Это стилизация под Гумилева. Вторым автором, который на него очень сильно повлиял, был Блок, «звонко-синий час», который совпадает с его собственным синестетическим цветным зрением и слухом. А третий автор — Сологуб. Ведь про что, собственно говоря, был «Solus Rex» — главная, на мой взгляд, книга Набокова, которая не была написана? Книга, которая открыла бы читателю такие бездны, которые только в «Solus Rex» и отчасти в «Бледном огне» проглядывают каким-то фоном. А на самом деле, мне кажется, что и вся Вторая мировая война случилась для того, чтобы какие-то важные вещи человечеству не открылись, чтобы затормозить лучшее поколение, чтобы бросить это поколение в топку войны, чтобы затормозить прогресс. И одной частью, одним аспекта был бы лучший роман Набокова, но Набоков его не написал, потому что ему в 1940 году пришлось покинуть Францию, а в Америке ему было не до того. Только в такие кризисные моменты истории открываются такие тайные бездны.

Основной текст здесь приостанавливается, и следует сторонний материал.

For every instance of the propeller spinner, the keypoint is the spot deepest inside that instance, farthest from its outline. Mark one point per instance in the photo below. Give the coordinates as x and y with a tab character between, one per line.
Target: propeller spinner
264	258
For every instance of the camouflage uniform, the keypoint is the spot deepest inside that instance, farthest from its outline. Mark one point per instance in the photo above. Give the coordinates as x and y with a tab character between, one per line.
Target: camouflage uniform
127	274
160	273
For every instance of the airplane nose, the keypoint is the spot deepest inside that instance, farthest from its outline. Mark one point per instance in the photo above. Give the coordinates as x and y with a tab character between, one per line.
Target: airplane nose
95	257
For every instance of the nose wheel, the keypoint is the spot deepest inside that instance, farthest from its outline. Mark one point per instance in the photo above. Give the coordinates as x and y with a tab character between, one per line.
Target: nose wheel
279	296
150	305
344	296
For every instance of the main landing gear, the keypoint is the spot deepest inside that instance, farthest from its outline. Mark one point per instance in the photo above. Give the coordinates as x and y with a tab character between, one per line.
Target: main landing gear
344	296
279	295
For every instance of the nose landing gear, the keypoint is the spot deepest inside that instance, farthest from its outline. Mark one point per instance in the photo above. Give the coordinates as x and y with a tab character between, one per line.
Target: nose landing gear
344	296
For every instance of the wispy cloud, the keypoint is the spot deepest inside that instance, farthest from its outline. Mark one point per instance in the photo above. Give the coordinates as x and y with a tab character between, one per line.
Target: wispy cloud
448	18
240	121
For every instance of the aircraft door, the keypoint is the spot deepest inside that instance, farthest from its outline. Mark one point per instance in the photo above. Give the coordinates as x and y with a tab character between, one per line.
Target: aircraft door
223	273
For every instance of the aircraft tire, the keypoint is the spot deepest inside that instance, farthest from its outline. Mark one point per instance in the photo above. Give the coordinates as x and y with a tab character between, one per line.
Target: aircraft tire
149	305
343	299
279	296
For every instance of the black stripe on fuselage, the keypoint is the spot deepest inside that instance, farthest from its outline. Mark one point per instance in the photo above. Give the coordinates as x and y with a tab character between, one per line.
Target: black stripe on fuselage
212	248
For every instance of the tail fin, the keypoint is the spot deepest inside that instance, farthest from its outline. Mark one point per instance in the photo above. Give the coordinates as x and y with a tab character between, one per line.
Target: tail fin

Там королева Белинда — в романе «Solus Rex», она погибает, и одновременно погибает жена художника Синеусова, которая является ее земным двойником. И здесь набоковская очень глубокая мысль, которую он, я думаю, почерпнул у неоплатоников, конечно; которую он по-настоящему разделял и с Сологубом, и, я думаю, с Блоком. Помните, Блок же говорил, что великие эпохи есть вонючая заводь вроде маркизовой лужи, которая называется политикой, но мы смотрим на бурю в этом стакане воды, а мы слушаем отзвуки настоящей бури, мы видим радугу от настоящей волны. «И вот эту радугу я видел, когда писал «Двенадцать». Ведь, собственно, блоковская версия истории — где-то там происходят великие возмущения, и зеркалом этих возмущений являются скудные, скучные земные события. Это то, что в «Снежной маске», когда вьюга вздымает белый крест. И, когда она вздымает белый крест, здесь, значит, ходят Двенадцать. Для Блока это отражение реальности и есть единственная подлинная реальность.
Так вот, когда Набоков описывал утраченный замысел («Все, что я могу рассмотреть в пыли и прахе прежних замыслов»), королева Белинда должна была воскреснуть, и Синеусов делает все, чтобы снестись с королевой Белиндой, но в конце концов она снова гибнет в автокатастрофе. Эта история же как бы второго тома «Дара», где Зина Мерц тоже гибнет, и это для Набокова важно. Когда мы читаем «Бледный огонь», «Pale Fire», то, естественно, у нас возникает мысль… Есть версия, но я ее не рассматриваю, она мне кажется надуманной: не является ли сам Боткин (он же Кинбот) тайным автором поэмы Джона Шейда и не является ли Джон Шейд призраком, порождением его воображения больного? Нет, не является. Джон Шейд — это реальный английский, американский профессор, английский поэт, который на английском языке, очень «русском», кстати, пишет свою великолепную поэму, которую Набоков считал своим высшим поэтическим свершением: сама мелодика фразы русская, а так-то это гениальные английские стихи.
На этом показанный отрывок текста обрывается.